In the realm of reinforcement learning (RL), accounting for risk is crucial
for making decisions under uncertainty, particularly in applications where
safety and reliability are paramount. In this paper, we introduce a general
framework on Risk-Sensitive Distributional Reinforcement Learning (RS-DisRL),
with static Lipschitz Risk Measures (LRM) and general function approximation.

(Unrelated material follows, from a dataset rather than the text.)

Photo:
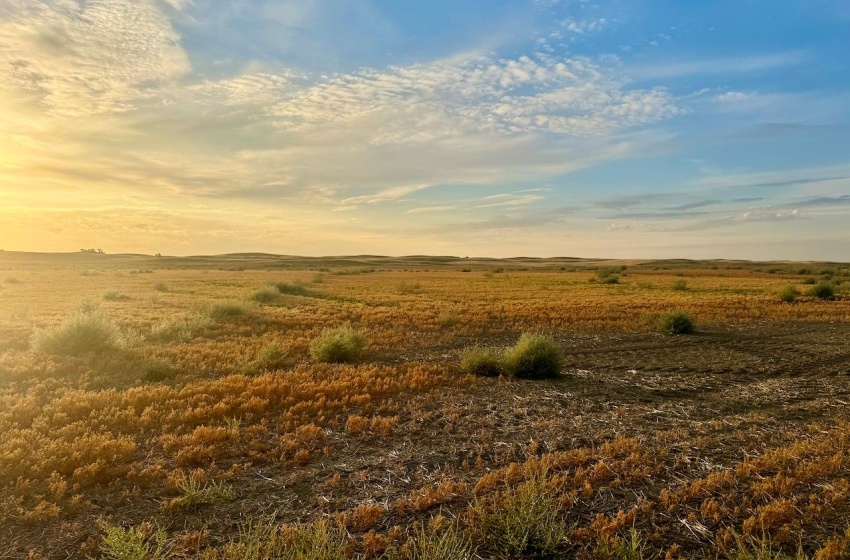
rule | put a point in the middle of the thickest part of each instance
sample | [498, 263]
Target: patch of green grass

Our framework covers a broad class of risk-sensitive RL, and facilitates
analysis of the impact of estimation functions on the effectiveness of RSRL
strategies and evaluation of their sample complexity. We design two innovative
meta-algorithms: \texttt{RS-DisRL-M}, a model-based strategy for model-based
function approximation, and \texttt{RS-DisRL-V}, a model-free approach for
general value function approximation. With our novel estimation techniques via
Least Squares Regression (LSR) and Maximum Likelihood Estimation (MLE) in
distributional RL with augmented Markov Decision Process (MDP), we derive the
first $\widetilde{\mathcal{O}}(\sqrt{K})$ dependency of the regret upper bound
for RSRL with static LRM, marking a pioneering contribution towards
statistically efficient algorithms in this domain.

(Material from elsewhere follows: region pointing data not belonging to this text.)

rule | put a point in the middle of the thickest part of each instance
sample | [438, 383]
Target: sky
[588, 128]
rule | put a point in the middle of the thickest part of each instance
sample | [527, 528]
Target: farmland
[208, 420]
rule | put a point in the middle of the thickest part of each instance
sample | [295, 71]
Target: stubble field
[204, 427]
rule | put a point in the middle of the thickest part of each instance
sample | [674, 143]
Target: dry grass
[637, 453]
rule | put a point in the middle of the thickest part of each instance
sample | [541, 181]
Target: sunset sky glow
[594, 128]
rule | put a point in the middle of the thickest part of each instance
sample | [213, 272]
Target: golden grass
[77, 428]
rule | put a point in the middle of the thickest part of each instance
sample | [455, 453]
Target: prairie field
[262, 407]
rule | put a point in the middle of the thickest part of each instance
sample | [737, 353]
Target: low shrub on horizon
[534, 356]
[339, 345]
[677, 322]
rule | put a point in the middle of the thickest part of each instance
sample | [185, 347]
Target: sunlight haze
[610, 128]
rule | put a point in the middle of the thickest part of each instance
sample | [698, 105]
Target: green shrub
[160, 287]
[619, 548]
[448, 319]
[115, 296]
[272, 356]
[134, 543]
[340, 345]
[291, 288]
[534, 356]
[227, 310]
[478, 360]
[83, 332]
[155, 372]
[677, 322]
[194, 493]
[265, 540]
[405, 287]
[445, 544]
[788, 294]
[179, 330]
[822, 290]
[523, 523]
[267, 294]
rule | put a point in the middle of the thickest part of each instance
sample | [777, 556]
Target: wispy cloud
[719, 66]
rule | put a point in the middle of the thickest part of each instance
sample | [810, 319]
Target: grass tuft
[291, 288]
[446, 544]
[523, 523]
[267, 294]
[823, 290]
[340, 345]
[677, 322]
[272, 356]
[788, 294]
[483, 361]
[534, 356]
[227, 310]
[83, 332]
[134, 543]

该研究介绍了一种风险敏感的分布式强化学习 (RS-DisRL) 框架，包括静态 Lipschitz 风险度量、泛函逼近等，用于分析评估 RSRL 策略的估计函数对其有效性和样本复杂度的影响，并设计了两种创新的元算法：面向基于模型的函数逼近的 RS-DisRL-M 和面向通用价值函数逼近的 RS-DisRL-V。通过利用最小二乘回归 (LSR) 和最大似然估计 (MLE) 的新颖估计技术，结合增强马尔可夫决策过程 (MDP) 中的分布式 RL，推导出了具有静态 Lipschitz 风险度量的 RSRL 的遗憾上界的首个 O (√K) 依赖关系，对这个领域中的统计有效算法做出了创新性贡献。